Thursday, February 26, 2009

"Oldest English Words" Identified

I stumbled across this piece in the BBC website that discusses a computer-enabled mathematical model that analyses the rate of change of words in English and related languages. It appears to be me that this is a new application of glottochronology , a technique that has been around for quite a while.

The researchers at Reading University in the UK, claim "I", "we", "two" and "three" are among the most ancient English words. They also say that they can use their model to predict when words will drop out of the language, and list "squeeze", "guts", "stick" and "bad" as probable early casualties.

One intriguing feature of this model is an algorithm that allows you to build a phrasebook of common words between two periods of time:

"You type in a date in the past or in the future and it will give you a list of words that would have changed going back in time or will change going into the future," Professor Pagel told BBC News.

"From that list you can derive a phrasebook of words you could use if you tried to show up and talk to, for example, William the Conqueror."

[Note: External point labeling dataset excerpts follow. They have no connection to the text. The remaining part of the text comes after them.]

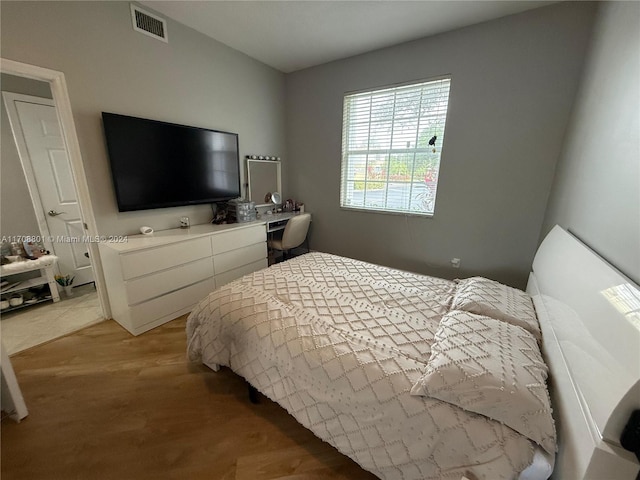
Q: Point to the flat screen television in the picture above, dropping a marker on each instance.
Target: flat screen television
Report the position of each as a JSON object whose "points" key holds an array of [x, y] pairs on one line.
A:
{"points": [[156, 164]]}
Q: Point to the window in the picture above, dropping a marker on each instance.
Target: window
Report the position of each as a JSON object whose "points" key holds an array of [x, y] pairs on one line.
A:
{"points": [[391, 147]]}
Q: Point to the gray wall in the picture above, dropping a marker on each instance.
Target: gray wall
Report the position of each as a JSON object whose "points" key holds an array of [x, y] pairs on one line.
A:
{"points": [[513, 85], [596, 193], [192, 80], [17, 216]]}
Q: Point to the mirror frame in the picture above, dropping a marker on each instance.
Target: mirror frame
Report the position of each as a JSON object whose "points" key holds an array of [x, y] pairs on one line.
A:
{"points": [[260, 202]]}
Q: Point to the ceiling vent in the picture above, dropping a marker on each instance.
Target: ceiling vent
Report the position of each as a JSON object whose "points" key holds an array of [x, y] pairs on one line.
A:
{"points": [[148, 23]]}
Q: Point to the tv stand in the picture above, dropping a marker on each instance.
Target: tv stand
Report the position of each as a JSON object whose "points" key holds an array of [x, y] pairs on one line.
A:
{"points": [[152, 279]]}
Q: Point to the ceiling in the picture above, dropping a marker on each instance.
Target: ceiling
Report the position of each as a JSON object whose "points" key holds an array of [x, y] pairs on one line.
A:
{"points": [[292, 35]]}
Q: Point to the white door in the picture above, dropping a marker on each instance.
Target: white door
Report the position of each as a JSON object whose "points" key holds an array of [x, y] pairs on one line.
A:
{"points": [[59, 218]]}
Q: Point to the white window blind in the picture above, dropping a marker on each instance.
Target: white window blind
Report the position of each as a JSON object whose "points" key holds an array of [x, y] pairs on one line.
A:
{"points": [[391, 146]]}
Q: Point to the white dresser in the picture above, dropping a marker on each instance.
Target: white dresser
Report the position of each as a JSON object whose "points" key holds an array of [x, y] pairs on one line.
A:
{"points": [[154, 279]]}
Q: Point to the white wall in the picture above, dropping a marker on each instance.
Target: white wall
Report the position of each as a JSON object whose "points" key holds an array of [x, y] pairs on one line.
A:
{"points": [[192, 80], [596, 193], [513, 84]]}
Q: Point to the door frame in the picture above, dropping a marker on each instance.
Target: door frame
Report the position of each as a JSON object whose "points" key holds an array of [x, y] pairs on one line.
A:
{"points": [[25, 159], [62, 103]]}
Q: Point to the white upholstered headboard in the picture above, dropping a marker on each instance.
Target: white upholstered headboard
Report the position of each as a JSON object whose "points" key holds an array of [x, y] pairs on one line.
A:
{"points": [[590, 319]]}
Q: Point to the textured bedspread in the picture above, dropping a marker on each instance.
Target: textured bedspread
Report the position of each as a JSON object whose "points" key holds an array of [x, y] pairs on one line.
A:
{"points": [[339, 343]]}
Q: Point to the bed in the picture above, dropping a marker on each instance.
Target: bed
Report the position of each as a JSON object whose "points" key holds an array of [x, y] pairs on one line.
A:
{"points": [[411, 376]]}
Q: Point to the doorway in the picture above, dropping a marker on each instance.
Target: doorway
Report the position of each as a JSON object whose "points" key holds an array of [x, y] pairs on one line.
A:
{"points": [[47, 172], [69, 186]]}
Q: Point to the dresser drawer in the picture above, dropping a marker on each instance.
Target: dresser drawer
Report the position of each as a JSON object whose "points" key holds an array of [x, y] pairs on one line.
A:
{"points": [[156, 284], [166, 305], [231, 275], [239, 257], [143, 262], [241, 237]]}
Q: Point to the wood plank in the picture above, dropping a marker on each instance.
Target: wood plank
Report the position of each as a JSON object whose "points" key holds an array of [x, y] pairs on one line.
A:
{"points": [[105, 405]]}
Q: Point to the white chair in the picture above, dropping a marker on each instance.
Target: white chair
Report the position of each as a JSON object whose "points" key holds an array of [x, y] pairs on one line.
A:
{"points": [[293, 235]]}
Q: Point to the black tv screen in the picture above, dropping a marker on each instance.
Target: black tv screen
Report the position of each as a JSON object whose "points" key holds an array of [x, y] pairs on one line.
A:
{"points": [[156, 164]]}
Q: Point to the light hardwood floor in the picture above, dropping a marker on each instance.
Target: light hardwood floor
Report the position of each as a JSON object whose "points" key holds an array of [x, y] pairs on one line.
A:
{"points": [[106, 405]]}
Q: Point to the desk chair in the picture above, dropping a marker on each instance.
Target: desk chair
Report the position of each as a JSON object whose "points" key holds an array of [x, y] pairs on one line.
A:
{"points": [[293, 235]]}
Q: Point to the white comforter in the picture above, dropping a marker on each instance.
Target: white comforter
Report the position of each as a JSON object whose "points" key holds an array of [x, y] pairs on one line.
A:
{"points": [[339, 343]]}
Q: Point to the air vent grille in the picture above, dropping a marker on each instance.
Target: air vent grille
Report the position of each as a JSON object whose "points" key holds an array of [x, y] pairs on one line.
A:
{"points": [[149, 24]]}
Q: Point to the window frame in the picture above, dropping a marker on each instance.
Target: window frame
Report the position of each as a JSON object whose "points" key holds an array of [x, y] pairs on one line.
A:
{"points": [[388, 152]]}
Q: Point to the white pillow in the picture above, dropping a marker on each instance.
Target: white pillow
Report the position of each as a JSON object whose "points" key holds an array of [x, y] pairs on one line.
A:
{"points": [[493, 299], [493, 368]]}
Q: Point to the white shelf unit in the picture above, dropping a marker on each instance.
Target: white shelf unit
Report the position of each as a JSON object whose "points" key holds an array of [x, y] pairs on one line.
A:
{"points": [[154, 279], [46, 267]]}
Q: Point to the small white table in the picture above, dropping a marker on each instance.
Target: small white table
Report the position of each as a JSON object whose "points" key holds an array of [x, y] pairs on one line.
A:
{"points": [[45, 264]]}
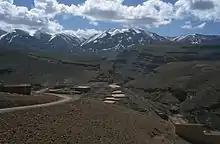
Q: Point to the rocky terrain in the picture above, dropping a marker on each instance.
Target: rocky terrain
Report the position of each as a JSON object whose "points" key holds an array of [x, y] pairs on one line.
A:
{"points": [[13, 100], [84, 121]]}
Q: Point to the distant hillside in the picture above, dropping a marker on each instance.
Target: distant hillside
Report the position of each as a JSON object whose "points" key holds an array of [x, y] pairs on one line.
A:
{"points": [[24, 68]]}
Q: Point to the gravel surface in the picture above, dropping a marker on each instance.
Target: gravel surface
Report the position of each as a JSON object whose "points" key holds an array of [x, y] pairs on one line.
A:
{"points": [[14, 100], [84, 122]]}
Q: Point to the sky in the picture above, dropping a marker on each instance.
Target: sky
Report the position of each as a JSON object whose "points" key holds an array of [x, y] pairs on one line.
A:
{"points": [[87, 17]]}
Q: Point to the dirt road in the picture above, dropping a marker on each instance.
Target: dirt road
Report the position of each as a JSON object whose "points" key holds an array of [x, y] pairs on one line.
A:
{"points": [[64, 99]]}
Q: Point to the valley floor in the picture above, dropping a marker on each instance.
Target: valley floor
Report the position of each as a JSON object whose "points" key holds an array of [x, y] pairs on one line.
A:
{"points": [[84, 121]]}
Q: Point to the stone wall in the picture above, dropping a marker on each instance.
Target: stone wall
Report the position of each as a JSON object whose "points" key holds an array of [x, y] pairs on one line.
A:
{"points": [[19, 89], [195, 133]]}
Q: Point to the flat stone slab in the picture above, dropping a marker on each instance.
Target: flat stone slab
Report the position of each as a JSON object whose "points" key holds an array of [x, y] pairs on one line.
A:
{"points": [[114, 86], [112, 98], [109, 101], [117, 92], [118, 95]]}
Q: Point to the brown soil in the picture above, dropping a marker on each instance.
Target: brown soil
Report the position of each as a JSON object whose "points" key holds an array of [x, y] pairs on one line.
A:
{"points": [[13, 100], [84, 122]]}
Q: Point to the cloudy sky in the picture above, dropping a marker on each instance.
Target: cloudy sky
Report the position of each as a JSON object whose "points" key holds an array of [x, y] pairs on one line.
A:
{"points": [[165, 17]]}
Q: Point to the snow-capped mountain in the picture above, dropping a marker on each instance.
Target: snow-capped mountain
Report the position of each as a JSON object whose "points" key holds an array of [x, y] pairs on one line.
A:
{"points": [[112, 40], [21, 39], [119, 39], [64, 41], [45, 37], [2, 32], [197, 39], [40, 40]]}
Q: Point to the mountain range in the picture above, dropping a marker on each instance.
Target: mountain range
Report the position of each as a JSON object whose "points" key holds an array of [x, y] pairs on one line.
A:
{"points": [[112, 40]]}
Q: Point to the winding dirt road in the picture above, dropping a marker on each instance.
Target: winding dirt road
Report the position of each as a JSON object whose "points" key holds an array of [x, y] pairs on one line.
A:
{"points": [[64, 99]]}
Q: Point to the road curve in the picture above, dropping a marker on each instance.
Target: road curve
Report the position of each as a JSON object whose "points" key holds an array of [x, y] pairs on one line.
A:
{"points": [[64, 99]]}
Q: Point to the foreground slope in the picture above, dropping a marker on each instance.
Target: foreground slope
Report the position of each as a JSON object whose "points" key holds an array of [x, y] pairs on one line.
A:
{"points": [[84, 121]]}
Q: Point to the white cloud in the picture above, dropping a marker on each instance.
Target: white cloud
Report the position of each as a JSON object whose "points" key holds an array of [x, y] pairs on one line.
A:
{"points": [[84, 33], [147, 14], [189, 25], [201, 25], [206, 10]]}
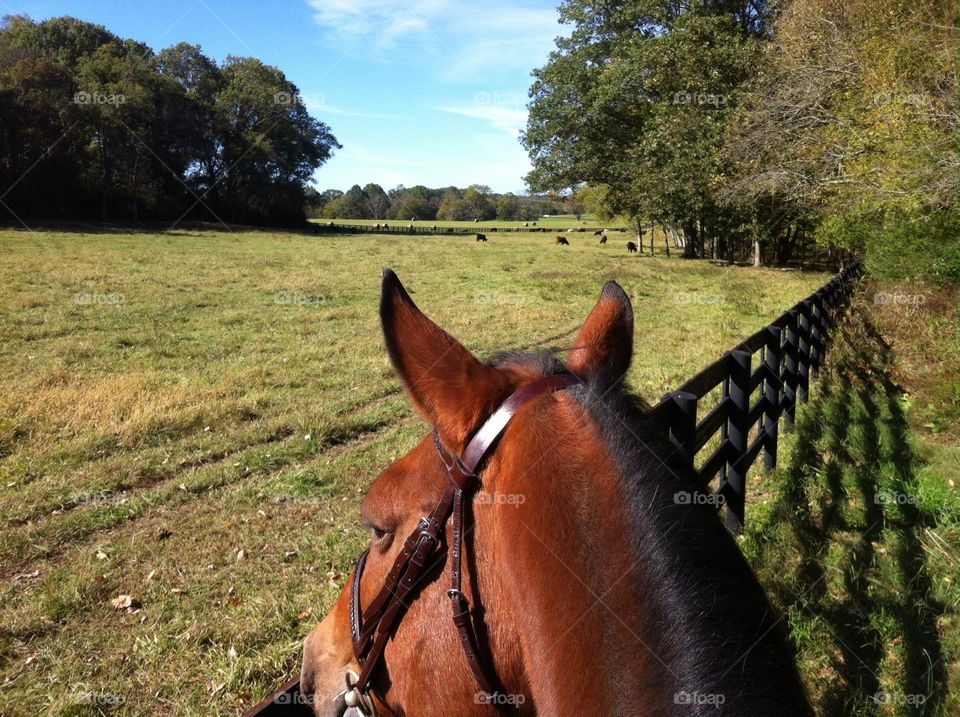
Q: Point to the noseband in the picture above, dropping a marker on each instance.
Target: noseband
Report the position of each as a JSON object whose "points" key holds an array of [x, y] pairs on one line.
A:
{"points": [[371, 628]]}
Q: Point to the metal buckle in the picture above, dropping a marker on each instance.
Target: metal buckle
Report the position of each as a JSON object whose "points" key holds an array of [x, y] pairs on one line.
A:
{"points": [[355, 699]]}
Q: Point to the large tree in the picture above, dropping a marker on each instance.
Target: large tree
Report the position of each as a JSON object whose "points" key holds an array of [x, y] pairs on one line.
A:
{"points": [[91, 120], [853, 124], [637, 100]]}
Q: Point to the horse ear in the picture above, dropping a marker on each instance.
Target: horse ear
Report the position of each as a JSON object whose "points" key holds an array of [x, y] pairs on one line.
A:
{"points": [[605, 344], [447, 384]]}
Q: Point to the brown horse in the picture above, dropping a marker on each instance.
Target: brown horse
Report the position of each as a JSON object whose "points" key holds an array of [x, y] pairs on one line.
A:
{"points": [[596, 590]]}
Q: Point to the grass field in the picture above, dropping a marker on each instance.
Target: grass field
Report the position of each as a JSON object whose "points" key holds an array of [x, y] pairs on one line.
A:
{"points": [[566, 221], [191, 419]]}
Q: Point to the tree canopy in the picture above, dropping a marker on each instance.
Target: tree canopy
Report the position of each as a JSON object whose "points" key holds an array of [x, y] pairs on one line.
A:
{"points": [[746, 125], [92, 124]]}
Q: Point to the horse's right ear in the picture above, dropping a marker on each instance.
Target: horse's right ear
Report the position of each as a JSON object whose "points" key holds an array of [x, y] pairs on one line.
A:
{"points": [[447, 384], [605, 344]]}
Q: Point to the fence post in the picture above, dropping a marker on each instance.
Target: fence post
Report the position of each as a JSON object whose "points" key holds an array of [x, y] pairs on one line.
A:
{"points": [[789, 374], [816, 335], [803, 352], [771, 393], [737, 429], [682, 413]]}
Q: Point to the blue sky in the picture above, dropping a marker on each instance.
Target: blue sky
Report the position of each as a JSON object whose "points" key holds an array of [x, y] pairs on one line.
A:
{"points": [[418, 91]]}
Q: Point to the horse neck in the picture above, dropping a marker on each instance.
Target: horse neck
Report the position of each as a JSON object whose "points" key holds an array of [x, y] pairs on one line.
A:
{"points": [[574, 588]]}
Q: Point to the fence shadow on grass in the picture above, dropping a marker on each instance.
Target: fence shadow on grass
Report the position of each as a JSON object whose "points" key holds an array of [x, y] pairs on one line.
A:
{"points": [[840, 552]]}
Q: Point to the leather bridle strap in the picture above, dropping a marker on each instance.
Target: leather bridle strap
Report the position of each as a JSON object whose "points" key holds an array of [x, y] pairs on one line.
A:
{"points": [[371, 628]]}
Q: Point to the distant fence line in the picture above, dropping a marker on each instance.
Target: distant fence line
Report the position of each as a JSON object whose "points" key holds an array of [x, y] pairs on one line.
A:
{"points": [[413, 229], [791, 351]]}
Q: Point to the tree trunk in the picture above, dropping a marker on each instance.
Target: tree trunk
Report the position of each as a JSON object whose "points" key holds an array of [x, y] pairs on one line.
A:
{"points": [[133, 183], [689, 240]]}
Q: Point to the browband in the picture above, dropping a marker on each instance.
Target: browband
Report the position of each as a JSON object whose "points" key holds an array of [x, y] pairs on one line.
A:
{"points": [[371, 628]]}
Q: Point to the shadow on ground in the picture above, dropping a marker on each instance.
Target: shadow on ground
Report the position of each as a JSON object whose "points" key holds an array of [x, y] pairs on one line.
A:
{"points": [[839, 549]]}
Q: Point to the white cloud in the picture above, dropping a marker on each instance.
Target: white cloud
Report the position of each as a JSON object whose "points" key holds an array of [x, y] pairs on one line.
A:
{"points": [[505, 119], [471, 39]]}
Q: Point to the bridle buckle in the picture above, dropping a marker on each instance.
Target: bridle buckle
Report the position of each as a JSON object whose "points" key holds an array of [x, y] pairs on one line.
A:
{"points": [[356, 699]]}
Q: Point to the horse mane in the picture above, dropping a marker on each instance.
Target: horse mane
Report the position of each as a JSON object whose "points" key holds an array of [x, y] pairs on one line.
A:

That brought me up short. Doesn't this guy know William the Conqueror spoke French?


Peculiar said...

Whenever I read about glottochronology and Indo-European linguistics, it blows my mind that it can possibly qualify as science. The number of what-ifs would seem to add up to a very shaky structure indeed. But it has come through with some pretty striking instances of predictive power, and the whole thing really does seem to work, even though so many component lines of reasoning are questionable.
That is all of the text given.